Pay attention to who initiates conversations and hangouts. If one person is always making the first move, that might be a clue about where their interest level sits. Taking this approach doesn’t mean you just sit around waiting for the other person to make the first move. Instead, actively build a connection while observing how the other person responds. Sometimes feelings grow naturally over time, and the question answers itself without a formal confession.
Direct approach
For those who prefer clarity, being direct is the way to go. The key is to do it with class and respect. Before saying anything, remember that the goal is to share feelings, not to demand an answer. Set the conversation up in a way that lowers the pressure for both people. Start by acknowledging the friendship and explaining that it’s important. Then, share the feelings simply and honestly.

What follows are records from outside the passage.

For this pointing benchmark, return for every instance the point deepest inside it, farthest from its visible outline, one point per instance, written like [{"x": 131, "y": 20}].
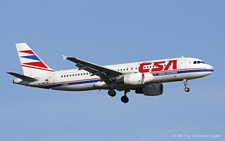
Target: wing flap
[
  {"x": 92, "y": 67},
  {"x": 104, "y": 73}
]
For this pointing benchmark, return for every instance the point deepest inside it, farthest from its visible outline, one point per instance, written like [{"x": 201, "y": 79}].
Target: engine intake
[{"x": 135, "y": 78}]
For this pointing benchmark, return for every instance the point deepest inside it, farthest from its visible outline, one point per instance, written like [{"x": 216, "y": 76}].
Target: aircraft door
[{"x": 182, "y": 64}]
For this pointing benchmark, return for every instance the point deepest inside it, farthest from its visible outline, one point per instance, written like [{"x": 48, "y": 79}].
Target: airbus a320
[{"x": 146, "y": 77}]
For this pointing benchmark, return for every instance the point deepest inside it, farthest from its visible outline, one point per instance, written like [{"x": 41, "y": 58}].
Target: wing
[{"x": 105, "y": 74}]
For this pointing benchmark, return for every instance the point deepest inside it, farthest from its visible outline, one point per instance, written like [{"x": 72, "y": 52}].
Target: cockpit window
[{"x": 198, "y": 62}]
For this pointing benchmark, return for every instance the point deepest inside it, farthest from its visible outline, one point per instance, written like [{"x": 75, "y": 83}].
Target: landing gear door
[{"x": 182, "y": 64}]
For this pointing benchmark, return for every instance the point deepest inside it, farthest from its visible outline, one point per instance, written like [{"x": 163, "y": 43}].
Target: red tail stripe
[
  {"x": 36, "y": 64},
  {"x": 38, "y": 68}
]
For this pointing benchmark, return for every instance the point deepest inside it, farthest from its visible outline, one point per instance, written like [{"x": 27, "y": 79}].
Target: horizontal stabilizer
[{"x": 23, "y": 77}]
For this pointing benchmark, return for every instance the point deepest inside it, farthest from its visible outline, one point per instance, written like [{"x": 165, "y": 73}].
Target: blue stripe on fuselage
[
  {"x": 182, "y": 71},
  {"x": 154, "y": 74},
  {"x": 71, "y": 83}
]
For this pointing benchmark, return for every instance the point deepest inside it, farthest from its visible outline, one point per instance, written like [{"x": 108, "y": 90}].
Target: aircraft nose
[{"x": 210, "y": 68}]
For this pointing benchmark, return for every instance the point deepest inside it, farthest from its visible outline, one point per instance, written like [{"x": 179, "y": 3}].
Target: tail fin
[{"x": 31, "y": 63}]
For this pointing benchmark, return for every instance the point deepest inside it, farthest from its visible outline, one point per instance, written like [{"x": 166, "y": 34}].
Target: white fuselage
[{"x": 166, "y": 70}]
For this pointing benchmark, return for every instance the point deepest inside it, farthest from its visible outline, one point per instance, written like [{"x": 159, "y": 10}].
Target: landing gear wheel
[
  {"x": 124, "y": 99},
  {"x": 186, "y": 89},
  {"x": 112, "y": 93},
  {"x": 185, "y": 85}
]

Let the other person know there’s no pressure to feel the same way. Something like, "I really value our friendship, and I’ve started to feel like I might like you as more than a friend. I wanted to be honest about that, but I totally respect however you feel."
This approach shows confidence and maturity. It gives the other person space to respond honestly without feeling cornered. Even if the feelings aren’t mutual, handling it this way improves the chances of your friendship remaining intact and leaves no room for regret about never speaking up. Whether taking the slow route or going for a direct conversation, the most important part is making a move with the right mindset. It’s not about winning someone over or avoiding rejection. It’s about being honest and finding out if a connection is mutual. That’s a brave thing to do at any age.